Log College Press has recently added two books to the site which will be of interest especially to parents.
The first is The Children of the Church, and Sealing Ordinances by Lyman Hotchkiss Atwater (1813-1883). First published in the Jan. 1857 issue of The Biblical Repertory and Princeton Review, then reprinted in 1858, slightly expanded and revised, as a separate volume by the Presbyterian Board of Publication, this work examines the place of children in the church and their relationship to the two sacraments which Christ has instituted for church. This is an excellent little study for parents of children of the covenant.
"It is in Zion that the children of the Church are born to newness of life. Since He has promised to be their God, it is in training them as if they were his; as if it were alone congruous with their position to walk as his children in faith, love, hope, and all holy obedience, that we are to look for that inworking Spirit, and out-working holiness, commensurate with their years, which shall seal them as sons and daughters of the Lord Almighty. This is what we believe to be the blessed significance and intent of infant baptism. This is what we have at heart in writing these pages..."
The author is described by Paul C. Gutjahr thus: "Lyman Atwater enjoyed a long career at Princeton College, serving on its faculty from 1854 until his death in 1883. Although his students fondly lampooned his pear-like shape, they considered him an outstanding teacher in his courses on logic and moral philosophy. He co-edited the Repertory in its various forms from 1869 to 1878 and contributed more than 110 articles to its pages, making him one of the most prolific defenders of Old School Calvinism in the nineteenth century" (Charles Hodge: Guardian of American Orthodoxy, p. 348).
The next book contains an introduction by Atwater, but is primarily the work of William Scribner (1820-1884) (Scribner was the brother of Charles Scribner (1821-1871), who became head of the publishing firm eventually known as Charles Scribner's Sons). It is titled Pray For Your Children; or, An Appeal to Parents to Pray Continually for the Welfare and Salvation of Their Children (1873). Divided into two parts, eight reasons are given to motivate parents to desire and pray for the salvation of their children, and a further eight reasons are given to stir up parents to further pray for God's blessings upon their young ones.
The first eight reasons are listed here to whet the appetite of parents who love the souls of their children. (Read the rest of this book here.)
- Pray for the salvation of your children, because their salvation is so great a prize that it is worth all the pains which your prayers to secure it for them may cost you.
- Pray for the salvation of your children, because few will pray for it if you do not.
- Pray for the salvation of your children, because none others can pray for it as you can.
- Pray for the salvation of your children, because your omitting to do so will be perilous to them and to you.
- Pray for the salvation of your children, because you will then find it easier to perform other parental duties on the performance of which God has conditioned their salvation.

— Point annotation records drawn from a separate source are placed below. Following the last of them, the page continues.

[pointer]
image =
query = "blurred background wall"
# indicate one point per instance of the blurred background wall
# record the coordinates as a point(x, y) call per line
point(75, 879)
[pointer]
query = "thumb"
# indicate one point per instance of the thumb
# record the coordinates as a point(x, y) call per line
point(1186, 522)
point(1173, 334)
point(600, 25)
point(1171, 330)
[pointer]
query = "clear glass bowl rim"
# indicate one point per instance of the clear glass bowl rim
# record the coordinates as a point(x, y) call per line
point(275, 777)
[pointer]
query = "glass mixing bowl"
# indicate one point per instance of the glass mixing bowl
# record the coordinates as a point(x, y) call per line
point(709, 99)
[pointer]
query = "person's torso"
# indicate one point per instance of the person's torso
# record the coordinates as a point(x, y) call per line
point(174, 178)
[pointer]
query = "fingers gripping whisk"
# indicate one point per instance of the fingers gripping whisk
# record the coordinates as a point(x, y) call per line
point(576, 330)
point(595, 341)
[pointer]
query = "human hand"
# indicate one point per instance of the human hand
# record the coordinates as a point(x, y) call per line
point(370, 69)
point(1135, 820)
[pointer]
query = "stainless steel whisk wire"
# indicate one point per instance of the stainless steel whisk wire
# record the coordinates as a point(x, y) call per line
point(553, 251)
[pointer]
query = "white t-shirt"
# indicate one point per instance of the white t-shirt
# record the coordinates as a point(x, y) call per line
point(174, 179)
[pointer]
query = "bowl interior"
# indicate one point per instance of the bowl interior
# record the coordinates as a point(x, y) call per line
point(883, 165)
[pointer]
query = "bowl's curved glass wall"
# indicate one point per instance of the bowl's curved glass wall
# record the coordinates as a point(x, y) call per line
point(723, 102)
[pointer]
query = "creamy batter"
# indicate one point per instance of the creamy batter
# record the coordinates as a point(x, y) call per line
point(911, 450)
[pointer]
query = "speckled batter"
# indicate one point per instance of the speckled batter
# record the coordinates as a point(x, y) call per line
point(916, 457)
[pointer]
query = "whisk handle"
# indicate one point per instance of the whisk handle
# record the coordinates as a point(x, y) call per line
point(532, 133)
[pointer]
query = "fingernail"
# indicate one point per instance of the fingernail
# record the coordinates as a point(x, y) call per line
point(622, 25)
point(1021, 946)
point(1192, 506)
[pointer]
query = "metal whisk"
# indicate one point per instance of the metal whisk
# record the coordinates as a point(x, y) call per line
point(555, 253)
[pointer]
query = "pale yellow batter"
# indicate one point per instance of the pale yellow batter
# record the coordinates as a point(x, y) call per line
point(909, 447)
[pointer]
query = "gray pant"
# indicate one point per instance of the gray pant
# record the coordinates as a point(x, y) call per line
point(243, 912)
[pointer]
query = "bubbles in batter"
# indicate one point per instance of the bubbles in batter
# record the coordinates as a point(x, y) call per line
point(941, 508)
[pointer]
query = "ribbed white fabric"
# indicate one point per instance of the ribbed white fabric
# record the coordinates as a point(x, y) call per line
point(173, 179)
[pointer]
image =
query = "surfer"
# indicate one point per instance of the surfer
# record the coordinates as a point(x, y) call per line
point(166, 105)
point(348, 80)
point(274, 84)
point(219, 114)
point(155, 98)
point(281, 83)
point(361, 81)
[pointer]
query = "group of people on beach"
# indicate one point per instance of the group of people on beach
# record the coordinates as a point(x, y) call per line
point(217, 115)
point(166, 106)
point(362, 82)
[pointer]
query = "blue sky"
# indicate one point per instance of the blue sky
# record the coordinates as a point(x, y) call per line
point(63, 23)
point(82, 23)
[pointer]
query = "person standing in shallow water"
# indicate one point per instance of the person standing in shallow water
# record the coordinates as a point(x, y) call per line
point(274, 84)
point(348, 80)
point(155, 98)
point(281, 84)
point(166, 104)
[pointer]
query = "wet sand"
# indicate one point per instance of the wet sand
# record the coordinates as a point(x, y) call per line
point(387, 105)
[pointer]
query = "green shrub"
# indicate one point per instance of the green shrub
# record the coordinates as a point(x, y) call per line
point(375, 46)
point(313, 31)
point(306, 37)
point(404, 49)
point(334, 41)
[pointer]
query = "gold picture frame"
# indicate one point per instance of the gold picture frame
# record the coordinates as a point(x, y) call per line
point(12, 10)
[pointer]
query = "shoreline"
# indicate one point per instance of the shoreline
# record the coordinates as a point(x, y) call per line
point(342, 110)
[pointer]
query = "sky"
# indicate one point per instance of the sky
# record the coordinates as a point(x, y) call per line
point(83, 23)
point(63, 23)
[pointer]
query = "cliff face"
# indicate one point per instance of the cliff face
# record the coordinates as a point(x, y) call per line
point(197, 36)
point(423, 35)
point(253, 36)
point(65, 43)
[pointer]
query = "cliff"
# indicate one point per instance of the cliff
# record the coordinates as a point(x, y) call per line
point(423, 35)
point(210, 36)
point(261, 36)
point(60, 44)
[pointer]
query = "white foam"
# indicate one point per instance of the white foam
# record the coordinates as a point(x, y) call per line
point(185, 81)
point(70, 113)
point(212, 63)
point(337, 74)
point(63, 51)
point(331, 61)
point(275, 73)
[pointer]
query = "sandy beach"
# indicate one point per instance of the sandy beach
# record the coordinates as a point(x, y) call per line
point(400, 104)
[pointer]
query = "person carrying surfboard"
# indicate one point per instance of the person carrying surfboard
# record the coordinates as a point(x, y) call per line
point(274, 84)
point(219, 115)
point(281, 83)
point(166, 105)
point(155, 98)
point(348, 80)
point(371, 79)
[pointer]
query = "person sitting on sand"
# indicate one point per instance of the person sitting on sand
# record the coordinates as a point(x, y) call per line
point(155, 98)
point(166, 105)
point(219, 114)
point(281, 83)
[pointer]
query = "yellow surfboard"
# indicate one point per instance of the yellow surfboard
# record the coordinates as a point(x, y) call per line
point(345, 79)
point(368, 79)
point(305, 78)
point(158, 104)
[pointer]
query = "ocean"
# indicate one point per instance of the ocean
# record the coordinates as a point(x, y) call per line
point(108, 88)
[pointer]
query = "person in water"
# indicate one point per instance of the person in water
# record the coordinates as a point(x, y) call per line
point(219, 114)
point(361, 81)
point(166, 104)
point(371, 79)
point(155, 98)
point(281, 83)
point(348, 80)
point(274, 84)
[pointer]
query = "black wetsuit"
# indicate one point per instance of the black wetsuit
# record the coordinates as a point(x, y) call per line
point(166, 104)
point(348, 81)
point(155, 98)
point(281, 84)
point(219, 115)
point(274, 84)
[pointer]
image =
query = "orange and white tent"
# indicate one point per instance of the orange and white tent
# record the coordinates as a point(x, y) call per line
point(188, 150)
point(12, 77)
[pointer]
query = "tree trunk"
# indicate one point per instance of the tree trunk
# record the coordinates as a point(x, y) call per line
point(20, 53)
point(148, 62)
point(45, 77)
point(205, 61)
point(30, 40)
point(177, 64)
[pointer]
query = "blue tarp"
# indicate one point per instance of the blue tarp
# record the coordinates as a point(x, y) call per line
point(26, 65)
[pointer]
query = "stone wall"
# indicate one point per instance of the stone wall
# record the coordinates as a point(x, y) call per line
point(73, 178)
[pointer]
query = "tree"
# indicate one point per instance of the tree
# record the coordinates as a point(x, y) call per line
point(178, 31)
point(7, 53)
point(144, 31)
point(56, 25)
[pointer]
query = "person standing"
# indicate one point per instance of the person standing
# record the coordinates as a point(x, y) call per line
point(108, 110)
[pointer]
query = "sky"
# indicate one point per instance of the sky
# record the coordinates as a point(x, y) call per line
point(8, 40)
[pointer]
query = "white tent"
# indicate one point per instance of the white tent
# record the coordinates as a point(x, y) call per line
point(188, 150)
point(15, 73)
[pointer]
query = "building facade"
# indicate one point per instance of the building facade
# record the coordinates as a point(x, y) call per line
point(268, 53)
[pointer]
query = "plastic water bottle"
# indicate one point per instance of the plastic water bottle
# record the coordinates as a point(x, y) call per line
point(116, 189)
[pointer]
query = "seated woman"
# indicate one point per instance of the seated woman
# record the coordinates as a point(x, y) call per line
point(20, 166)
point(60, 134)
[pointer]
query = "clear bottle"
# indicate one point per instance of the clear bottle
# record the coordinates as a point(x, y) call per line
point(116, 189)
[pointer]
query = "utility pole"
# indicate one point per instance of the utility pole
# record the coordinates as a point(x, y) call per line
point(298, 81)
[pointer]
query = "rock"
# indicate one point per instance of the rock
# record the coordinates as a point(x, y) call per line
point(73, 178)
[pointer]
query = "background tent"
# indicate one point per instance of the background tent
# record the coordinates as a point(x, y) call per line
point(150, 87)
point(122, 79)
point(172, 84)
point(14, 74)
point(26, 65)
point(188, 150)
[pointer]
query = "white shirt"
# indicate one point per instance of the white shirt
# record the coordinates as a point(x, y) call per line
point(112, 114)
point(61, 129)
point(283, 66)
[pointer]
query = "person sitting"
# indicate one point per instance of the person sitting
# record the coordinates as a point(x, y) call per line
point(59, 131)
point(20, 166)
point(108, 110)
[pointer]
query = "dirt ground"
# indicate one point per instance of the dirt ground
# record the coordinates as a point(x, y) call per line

- Pray for the renewing of the souls of your children, because prayer alone can call into exercise that divine power in their behalf which is absolutely necessary in order that the means which you may employ for their salvation may not be used in vain.
- Pray for the salvation of your children, because by their salvation, granted in answer to your prayers, the divine Saviour will be glorified.
- Pray for the salvation of your children because you have a strong encouragement and incentive to do so in the express promise of God that, if you are faithful to your trust, he will be their God, and will save them.